The government workers, far from being the key to stimulating the economy are actually a drag on it, but the people getting the reshuffled goods don't see it that way.
So an abundance of government drags the private economy down, and more workers get laid off. The government responds by adding programs to dig and fill up more holes. Or maybe they send more people to college when there are not enough suitable jobs for the college graduates we already have. Whatever government does with the "stimulus" money they got from others, they will make choices that are less productive than the choices that would have been made if the money had been left in the hands of those that earned it.
That is because 1) the collective intelligence of the free market is smarter than any one group of bureaucrats hammering out a five-year plan and 2) people will always spend their own money with more care and spend other people's money with less care and 3) if the government grabs a big enough share of the earner's earnings some of them will choose to earn less and relax more. This will lower the number of goods and services the economy produces and thus undermine the value of money.
In this case the entire plan is being financed by debt. This is simply a purchase of economic activity now at the expense of economic activity in the future. The world has already shown signs that it is growing tired of participating (via loaning our government money) in the charade.
I also want to point out that even a Republican plan that has 100% tax cuts, unless it is paired with a reduction in government spending, is just making the unwarranted assumption that today's private consumers will make wiser decisions than those of the next generation, so that taking the money of the next generation and giving it to the current one is morally defensible- at least from a utilitarian viewpoint.

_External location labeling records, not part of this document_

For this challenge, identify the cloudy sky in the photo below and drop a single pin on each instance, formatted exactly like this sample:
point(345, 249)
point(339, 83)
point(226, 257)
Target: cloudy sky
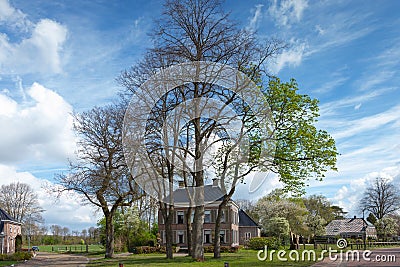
point(59, 57)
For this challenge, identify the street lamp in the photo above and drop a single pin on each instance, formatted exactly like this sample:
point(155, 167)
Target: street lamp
point(364, 232)
point(2, 241)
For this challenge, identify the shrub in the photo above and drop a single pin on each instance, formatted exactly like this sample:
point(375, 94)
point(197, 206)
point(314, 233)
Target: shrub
point(258, 243)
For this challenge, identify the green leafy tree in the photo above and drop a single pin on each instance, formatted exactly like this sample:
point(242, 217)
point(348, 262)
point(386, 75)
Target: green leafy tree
point(386, 227)
point(278, 227)
point(303, 151)
point(381, 198)
point(371, 218)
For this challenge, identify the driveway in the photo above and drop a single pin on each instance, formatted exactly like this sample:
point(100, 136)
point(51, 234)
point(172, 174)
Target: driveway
point(55, 259)
point(378, 257)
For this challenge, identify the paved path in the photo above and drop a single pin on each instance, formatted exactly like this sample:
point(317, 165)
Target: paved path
point(55, 259)
point(378, 257)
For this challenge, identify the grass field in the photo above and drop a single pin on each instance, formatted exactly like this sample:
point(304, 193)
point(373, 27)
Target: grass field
point(71, 248)
point(7, 263)
point(245, 258)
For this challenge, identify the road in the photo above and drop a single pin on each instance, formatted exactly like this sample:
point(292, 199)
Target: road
point(55, 259)
point(378, 257)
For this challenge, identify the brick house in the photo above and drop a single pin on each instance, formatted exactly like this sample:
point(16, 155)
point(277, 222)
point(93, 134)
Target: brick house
point(10, 230)
point(350, 228)
point(248, 228)
point(230, 223)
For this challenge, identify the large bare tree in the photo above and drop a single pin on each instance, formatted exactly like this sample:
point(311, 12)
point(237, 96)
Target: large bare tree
point(100, 174)
point(198, 30)
point(381, 198)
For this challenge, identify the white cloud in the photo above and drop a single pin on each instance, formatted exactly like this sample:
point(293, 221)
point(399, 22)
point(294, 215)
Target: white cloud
point(12, 17)
point(67, 211)
point(38, 53)
point(349, 196)
point(37, 130)
point(287, 12)
point(291, 57)
point(351, 128)
point(333, 108)
point(256, 18)
point(267, 184)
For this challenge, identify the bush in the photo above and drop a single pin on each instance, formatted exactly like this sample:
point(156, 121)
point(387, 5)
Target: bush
point(258, 243)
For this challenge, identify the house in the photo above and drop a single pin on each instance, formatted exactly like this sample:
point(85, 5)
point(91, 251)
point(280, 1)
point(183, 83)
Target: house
point(248, 228)
point(350, 228)
point(230, 231)
point(10, 231)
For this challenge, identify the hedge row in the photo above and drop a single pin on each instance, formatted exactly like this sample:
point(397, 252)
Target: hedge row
point(207, 249)
point(258, 243)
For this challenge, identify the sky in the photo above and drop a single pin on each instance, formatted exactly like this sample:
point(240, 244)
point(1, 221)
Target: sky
point(59, 57)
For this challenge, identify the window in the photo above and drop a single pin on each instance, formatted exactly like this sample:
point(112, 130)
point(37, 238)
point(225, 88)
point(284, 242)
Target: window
point(207, 216)
point(180, 216)
point(235, 218)
point(222, 216)
point(181, 236)
point(222, 236)
point(247, 235)
point(207, 236)
point(163, 240)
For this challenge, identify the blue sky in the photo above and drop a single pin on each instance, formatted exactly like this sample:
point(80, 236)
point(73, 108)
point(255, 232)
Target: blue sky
point(57, 57)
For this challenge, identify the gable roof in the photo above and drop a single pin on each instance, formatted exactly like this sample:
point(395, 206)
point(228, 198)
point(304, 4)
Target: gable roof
point(211, 194)
point(4, 216)
point(245, 220)
point(353, 225)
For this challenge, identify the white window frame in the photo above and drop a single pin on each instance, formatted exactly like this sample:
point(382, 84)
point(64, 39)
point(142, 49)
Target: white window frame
point(204, 236)
point(180, 233)
point(207, 212)
point(180, 213)
point(224, 234)
point(247, 236)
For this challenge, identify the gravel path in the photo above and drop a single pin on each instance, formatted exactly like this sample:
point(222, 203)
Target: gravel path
point(379, 257)
point(55, 259)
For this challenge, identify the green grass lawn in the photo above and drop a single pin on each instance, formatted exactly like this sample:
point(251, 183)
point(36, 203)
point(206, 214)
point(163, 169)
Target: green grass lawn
point(72, 248)
point(245, 258)
point(7, 263)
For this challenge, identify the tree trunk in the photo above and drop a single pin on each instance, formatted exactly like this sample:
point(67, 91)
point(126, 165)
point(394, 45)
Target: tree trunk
point(109, 236)
point(189, 230)
point(167, 212)
point(168, 238)
point(217, 240)
point(197, 233)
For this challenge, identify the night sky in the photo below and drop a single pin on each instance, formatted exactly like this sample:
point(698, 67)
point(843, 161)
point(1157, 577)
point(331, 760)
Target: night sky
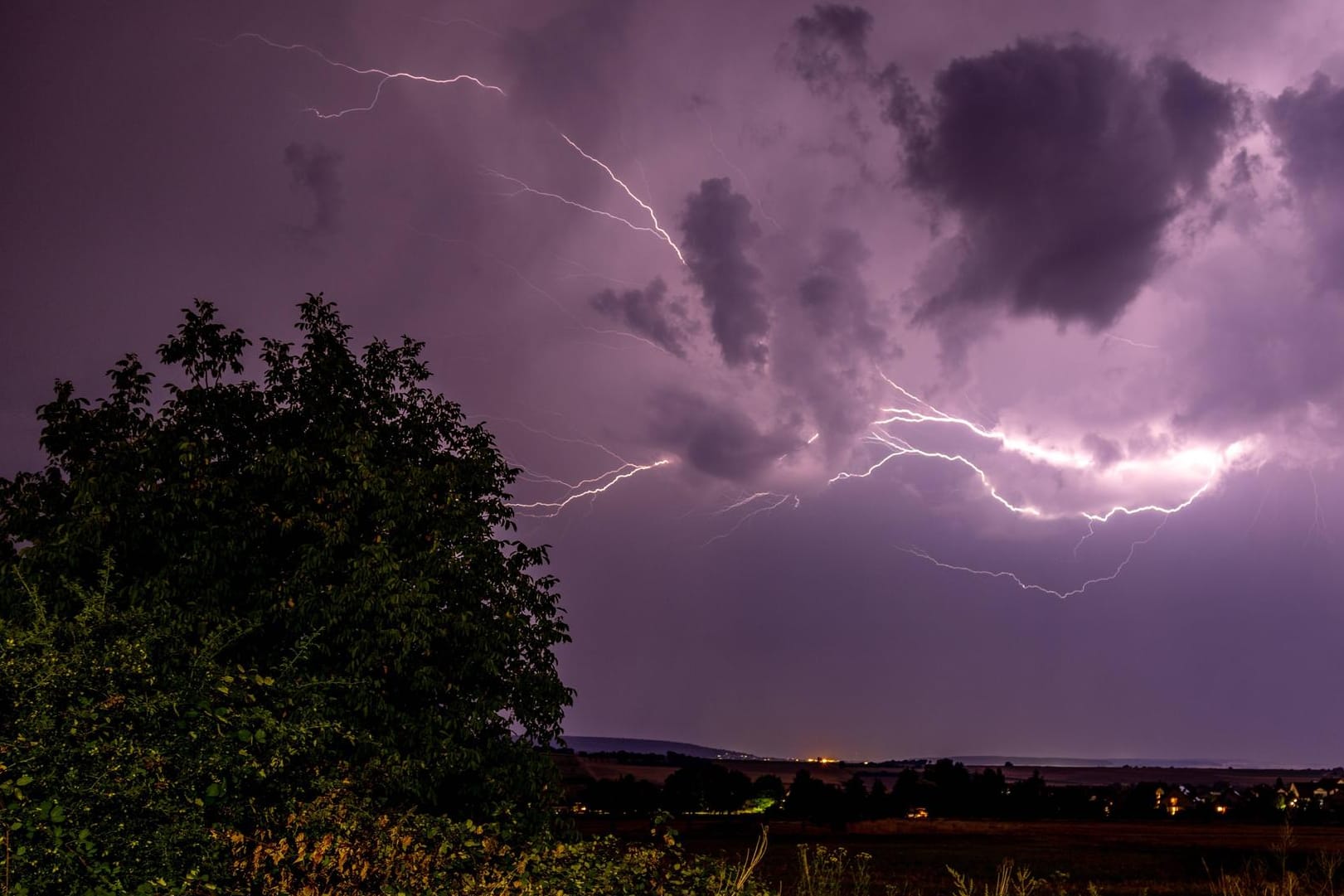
point(870, 320)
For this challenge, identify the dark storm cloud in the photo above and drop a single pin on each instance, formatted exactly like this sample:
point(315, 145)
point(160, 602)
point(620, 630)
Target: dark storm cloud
point(1064, 162)
point(1309, 125)
point(835, 296)
point(827, 351)
point(829, 46)
point(1309, 128)
point(313, 170)
point(1104, 452)
point(649, 313)
point(716, 439)
point(569, 67)
point(718, 234)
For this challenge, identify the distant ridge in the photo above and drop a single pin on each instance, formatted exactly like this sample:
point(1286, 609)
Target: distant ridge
point(638, 744)
point(1073, 762)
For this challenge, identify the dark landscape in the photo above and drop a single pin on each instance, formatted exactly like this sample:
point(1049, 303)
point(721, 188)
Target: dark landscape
point(671, 448)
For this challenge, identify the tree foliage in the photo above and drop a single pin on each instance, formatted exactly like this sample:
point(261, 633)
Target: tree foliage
point(339, 517)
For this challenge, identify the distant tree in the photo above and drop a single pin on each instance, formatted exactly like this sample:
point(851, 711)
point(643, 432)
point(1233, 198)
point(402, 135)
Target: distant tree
point(337, 519)
point(879, 802)
point(855, 798)
point(813, 800)
point(769, 786)
point(988, 793)
point(950, 793)
point(706, 786)
point(625, 796)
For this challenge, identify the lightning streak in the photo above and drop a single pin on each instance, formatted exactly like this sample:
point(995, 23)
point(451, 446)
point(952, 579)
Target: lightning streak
point(629, 192)
point(385, 77)
point(918, 411)
point(527, 188)
point(585, 489)
point(779, 501)
point(1031, 586)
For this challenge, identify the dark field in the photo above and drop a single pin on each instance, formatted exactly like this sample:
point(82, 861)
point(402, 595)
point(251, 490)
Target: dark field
point(1120, 857)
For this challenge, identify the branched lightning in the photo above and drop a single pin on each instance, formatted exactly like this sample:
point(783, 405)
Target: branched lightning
point(522, 187)
point(652, 227)
point(629, 192)
point(385, 77)
point(746, 501)
point(918, 411)
point(585, 489)
point(1032, 586)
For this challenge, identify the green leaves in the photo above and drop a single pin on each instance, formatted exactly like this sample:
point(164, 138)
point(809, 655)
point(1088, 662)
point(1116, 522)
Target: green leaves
point(332, 527)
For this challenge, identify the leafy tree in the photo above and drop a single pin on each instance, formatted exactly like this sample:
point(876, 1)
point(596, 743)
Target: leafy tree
point(337, 504)
point(705, 786)
point(119, 772)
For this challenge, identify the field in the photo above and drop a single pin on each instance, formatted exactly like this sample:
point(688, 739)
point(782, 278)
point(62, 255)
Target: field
point(1120, 857)
point(1123, 859)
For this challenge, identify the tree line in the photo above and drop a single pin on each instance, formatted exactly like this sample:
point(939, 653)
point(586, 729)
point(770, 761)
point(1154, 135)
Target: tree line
point(943, 789)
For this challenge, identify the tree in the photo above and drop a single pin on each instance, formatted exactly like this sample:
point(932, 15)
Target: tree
point(339, 517)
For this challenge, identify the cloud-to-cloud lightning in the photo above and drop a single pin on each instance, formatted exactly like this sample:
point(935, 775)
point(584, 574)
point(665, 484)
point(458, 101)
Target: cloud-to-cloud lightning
point(385, 77)
point(589, 488)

For myself, I see no evidence whatsoever that the current generation will be more prudent in their spending than the next one will be, nor in my view is it the government's place to make that determination.

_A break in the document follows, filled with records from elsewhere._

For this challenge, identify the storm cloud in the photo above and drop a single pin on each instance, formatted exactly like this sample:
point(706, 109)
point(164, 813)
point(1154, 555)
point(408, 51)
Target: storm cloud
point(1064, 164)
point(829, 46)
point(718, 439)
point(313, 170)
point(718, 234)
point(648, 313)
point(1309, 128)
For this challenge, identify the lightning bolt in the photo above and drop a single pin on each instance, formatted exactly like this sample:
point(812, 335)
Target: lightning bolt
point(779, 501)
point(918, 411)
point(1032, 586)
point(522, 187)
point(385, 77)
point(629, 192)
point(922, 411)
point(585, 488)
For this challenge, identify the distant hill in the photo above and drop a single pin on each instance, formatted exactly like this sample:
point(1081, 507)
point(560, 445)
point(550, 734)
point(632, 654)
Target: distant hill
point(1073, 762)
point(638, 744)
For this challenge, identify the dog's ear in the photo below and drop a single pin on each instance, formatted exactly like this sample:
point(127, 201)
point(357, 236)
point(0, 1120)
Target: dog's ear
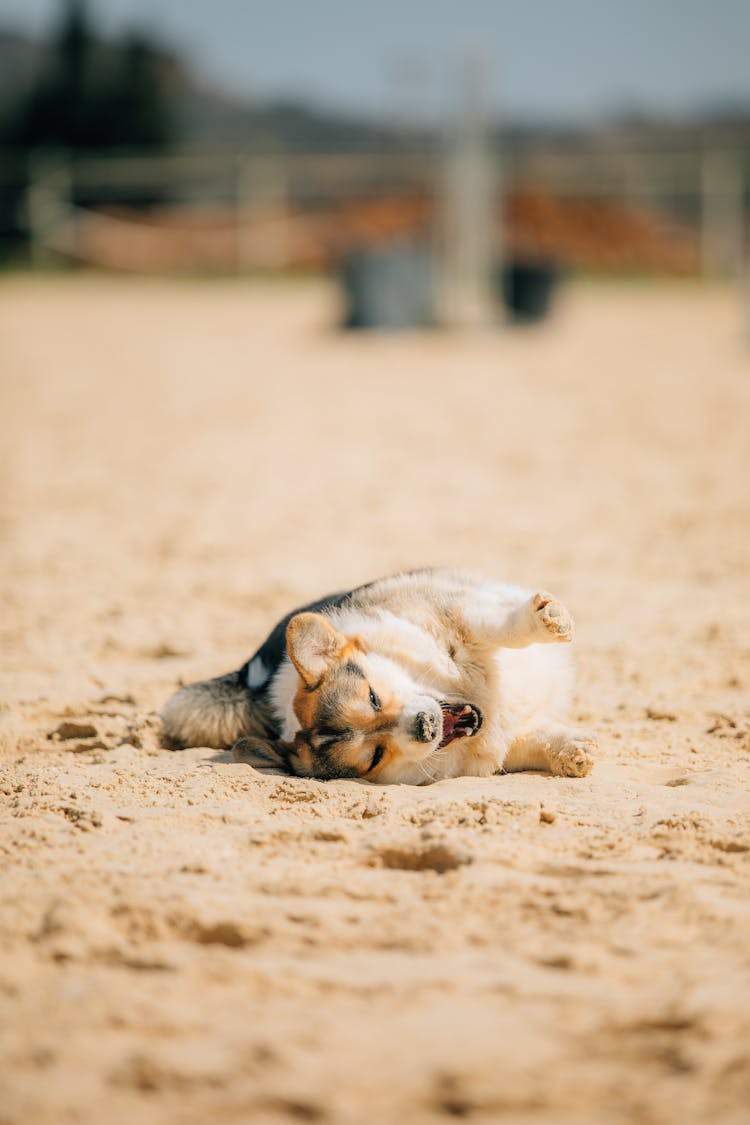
point(314, 646)
point(278, 757)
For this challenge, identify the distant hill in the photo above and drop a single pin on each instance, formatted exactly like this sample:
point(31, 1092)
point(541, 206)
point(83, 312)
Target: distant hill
point(204, 117)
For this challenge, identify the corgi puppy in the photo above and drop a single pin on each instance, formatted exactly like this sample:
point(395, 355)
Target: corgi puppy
point(412, 678)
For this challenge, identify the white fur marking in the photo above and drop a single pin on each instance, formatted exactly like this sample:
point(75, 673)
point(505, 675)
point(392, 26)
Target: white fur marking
point(256, 673)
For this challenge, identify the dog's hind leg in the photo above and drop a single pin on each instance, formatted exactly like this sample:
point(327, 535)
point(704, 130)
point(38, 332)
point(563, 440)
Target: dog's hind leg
point(562, 750)
point(509, 618)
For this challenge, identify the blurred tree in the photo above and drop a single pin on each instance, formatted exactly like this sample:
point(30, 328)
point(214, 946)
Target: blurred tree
point(93, 95)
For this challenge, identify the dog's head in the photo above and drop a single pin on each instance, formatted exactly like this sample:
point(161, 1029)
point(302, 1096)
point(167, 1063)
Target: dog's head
point(360, 713)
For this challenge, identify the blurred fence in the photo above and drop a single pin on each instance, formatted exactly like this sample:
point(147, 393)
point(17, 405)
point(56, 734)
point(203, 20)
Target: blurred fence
point(617, 212)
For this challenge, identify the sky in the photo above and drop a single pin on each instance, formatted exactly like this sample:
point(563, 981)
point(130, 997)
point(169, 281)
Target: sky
point(552, 60)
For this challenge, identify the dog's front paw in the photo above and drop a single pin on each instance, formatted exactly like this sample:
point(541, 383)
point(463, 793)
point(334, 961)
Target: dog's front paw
point(551, 618)
point(575, 757)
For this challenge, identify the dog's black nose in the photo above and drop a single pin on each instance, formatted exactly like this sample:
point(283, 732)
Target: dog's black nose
point(425, 727)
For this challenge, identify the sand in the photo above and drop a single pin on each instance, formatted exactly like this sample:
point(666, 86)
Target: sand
point(186, 941)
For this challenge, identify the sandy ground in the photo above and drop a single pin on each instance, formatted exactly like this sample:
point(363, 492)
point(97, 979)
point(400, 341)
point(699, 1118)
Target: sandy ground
point(184, 941)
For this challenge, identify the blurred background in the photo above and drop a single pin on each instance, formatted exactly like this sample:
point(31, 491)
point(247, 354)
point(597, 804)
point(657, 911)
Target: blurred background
point(448, 165)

Neither party in Washington, nor the swarms of parasites who fawn for their favor, want to hear the real way out of this mess. Our government, whether the welfare state or the warfare state, is simply too big for us to support it and maintain a viable economy.

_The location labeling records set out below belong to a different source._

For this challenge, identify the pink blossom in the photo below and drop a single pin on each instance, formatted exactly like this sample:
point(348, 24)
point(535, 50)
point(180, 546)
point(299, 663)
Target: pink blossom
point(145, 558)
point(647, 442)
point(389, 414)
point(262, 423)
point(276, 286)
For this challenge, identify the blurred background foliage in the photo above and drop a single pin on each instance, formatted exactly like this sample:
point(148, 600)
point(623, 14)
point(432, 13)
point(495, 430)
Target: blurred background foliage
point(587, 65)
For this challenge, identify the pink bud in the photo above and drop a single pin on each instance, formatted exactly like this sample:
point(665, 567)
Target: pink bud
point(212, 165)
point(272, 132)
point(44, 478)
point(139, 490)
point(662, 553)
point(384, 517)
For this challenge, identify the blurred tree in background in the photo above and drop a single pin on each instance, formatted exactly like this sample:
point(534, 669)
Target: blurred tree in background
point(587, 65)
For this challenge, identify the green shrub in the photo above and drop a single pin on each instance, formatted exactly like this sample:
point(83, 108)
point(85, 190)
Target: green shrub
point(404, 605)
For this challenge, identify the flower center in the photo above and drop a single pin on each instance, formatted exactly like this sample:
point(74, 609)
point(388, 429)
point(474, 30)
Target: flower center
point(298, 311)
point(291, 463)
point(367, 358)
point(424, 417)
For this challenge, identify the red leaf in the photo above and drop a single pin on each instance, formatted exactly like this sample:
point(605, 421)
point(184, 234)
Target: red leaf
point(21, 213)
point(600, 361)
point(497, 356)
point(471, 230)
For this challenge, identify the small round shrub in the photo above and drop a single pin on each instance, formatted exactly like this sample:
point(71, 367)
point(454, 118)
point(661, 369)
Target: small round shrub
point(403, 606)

The ratio of people producing goods and services in the private sector must grow larger, and the number of government employees who regulate and reshuffle the goods produced by those in the private sector must go down. The era of big government must really be over, or this economy will collapse. At this point, it may collapse anyway.
This so-called stimulus is a costly Band-Aid on a wound that needs major surgery and stitches. It may work temporarily, but eventually our economy must produce jobs, manufacture things again that the world buys and be able to keep going long-term. Money taken from the private sector (or even printed anew), and then returned won't do it; there is always a net loss of jobs, due to the inefficiency of forcibly removing money from the private sector and providing jobs therefrom, particularly when the jobs are digging & filling holes, as you point out. There must be innovation, entrepreneurship, and risk-taking (with the possibility of great reward) in order for the economy to grow and be able to sustain itself. Government must remove or at least ease some of the shackles of doing business in order to keep manufacturers here, rather than moving them to places where there are no minimum wage, environmental, unemployment, and other onerous regulations that make the cost of doing business here astronomical, and thus unaffordable for most. Case in point: Detroit, where quality has given way to personal gain, unions have demanded too much, management has caved thereto, and others(Honda, Toyota, Nissan) have stepped in successfully to fill the void. As Gordon Gekko said in Wall Street, "In my book, you either do it right, or you get eliminated." Government bailing out those who've done it wrong only rewards and encourages failure.